• Sat
  • Jul 26, 2014
  • Updated: 3:07pm

Gay rights activist challenges ban on dancing at protest

PUBLISHED : Tuesday, 05 June, 2012, 12:00am
UPDATED : Tuesday, 05 June, 2012, 12:00am

A gay rights protester who was among a group stopped from dancing during a rally last year because police said they needed a licence to provide 'entertainment' took the case to court yesterday.

Lawyers for the judicial review applicant, identified only as T, argued that the demonstration, even in the form of dancing, would never amount to entertainment, as it was clear that dominant purpose was the promotion of social justice.

Gerard McCoy SC, for T, said in the Court of First Instance that the police action was a 'massive inhibitor' to the protesters' right to freedom of expression, 'a right that the government must facilitate'.

But Johnny Mok SC, for the police, said that the dancing was entertainment and the fact that it was being performed on a stage also meant the structural safety of the stage would have to be checked.

The rally to mark the International Day Against Homophobia was held in Lockhart Road, Causeway Bay, on May 15 last year.
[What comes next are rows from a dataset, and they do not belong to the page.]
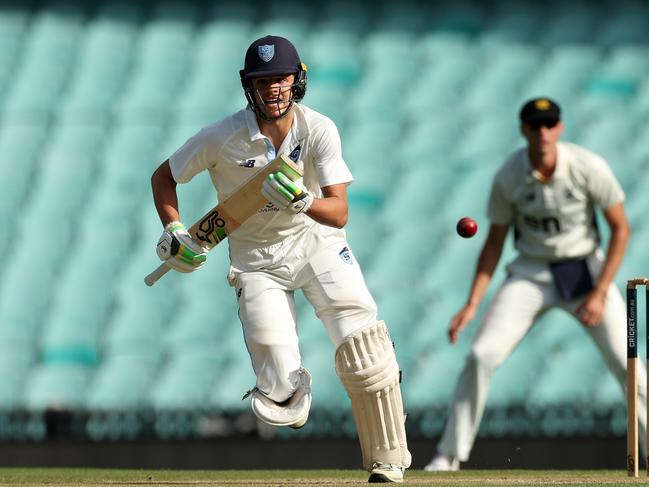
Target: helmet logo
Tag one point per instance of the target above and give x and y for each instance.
(266, 52)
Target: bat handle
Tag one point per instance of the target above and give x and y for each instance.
(151, 279)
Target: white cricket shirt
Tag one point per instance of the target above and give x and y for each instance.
(553, 220)
(232, 149)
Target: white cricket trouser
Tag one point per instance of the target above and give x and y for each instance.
(332, 282)
(510, 316)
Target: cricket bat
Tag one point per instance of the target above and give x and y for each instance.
(231, 213)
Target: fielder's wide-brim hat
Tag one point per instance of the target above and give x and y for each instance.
(270, 56)
(538, 109)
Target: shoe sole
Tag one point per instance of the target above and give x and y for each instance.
(379, 478)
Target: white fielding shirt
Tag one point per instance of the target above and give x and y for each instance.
(232, 149)
(555, 219)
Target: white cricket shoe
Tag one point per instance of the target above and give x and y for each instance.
(443, 463)
(383, 473)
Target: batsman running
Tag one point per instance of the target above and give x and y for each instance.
(548, 193)
(296, 241)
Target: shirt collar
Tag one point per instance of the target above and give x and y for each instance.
(560, 172)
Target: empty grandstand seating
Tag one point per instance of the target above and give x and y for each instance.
(94, 95)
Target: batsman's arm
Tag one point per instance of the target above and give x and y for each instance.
(485, 268)
(165, 197)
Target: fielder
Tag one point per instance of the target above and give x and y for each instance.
(296, 241)
(548, 193)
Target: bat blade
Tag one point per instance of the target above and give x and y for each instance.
(233, 211)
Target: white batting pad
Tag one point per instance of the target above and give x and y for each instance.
(368, 369)
(293, 412)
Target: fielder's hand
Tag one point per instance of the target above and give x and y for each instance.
(179, 251)
(286, 194)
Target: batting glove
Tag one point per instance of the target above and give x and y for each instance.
(286, 194)
(179, 251)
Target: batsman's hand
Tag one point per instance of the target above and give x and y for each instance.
(179, 251)
(460, 320)
(286, 194)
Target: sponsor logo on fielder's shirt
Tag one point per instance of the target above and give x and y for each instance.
(345, 255)
(248, 163)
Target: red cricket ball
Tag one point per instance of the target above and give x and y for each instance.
(466, 227)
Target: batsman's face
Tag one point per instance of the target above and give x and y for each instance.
(273, 94)
(543, 136)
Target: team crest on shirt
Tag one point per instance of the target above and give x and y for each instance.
(295, 153)
(345, 255)
(266, 52)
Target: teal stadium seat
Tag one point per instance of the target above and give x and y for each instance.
(49, 53)
(57, 387)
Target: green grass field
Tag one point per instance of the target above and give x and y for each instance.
(287, 478)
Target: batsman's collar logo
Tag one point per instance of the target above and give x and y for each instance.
(295, 153)
(266, 52)
(345, 255)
It involved members of Amnesty International and an alliance of lesbian, gay, bisexual, transgender and intersex groups. It was attended by Equal Opportunities Commission chairman Lam Woon-kwong, lawmaker Cyd Ho Sau-lan and about 100 other people.

A section of the rally involved dancing and artistic expression, in which about 18 volunteers took part.

Police stopped the performance after five minutes because organisers had not obtained a licence under the Places of Public Entertainment Ordinance.

Under the ordinance, any person who wants to organise any entertainment in a public space must apply for a licence six weeks in advance.

The performance was followed by a story-telling session which police did not stop.

Yesterday McCoy told the court that the rally was a 'deliberate quest for social justice'. The requirement for an entertainment licence - and written notification to police a week before the demonstration - amounted to a restriction on freedom of expression and assembly.

'Police maintained that two regimes have to be met. This is overbearing and there is no necessity,' McCoy said.

To Mok's contention that the use of the stage required safety checks, McCoy said police could have imposed a condition that the rally be held without putting up a stage.

He also argued that the rally's location was not a place of public entertainment within the meaning of the public entertainment ordinance.

Mok said the legislature clearly intended that the right to hold a public meeting and the right to organise public entertainment be governed by two different regimes.

He said the application for the entertainment licence would not affect the content of the performance, except in extreme cases.

Mr Justice Johnson Lam Man-hon reserved judgment.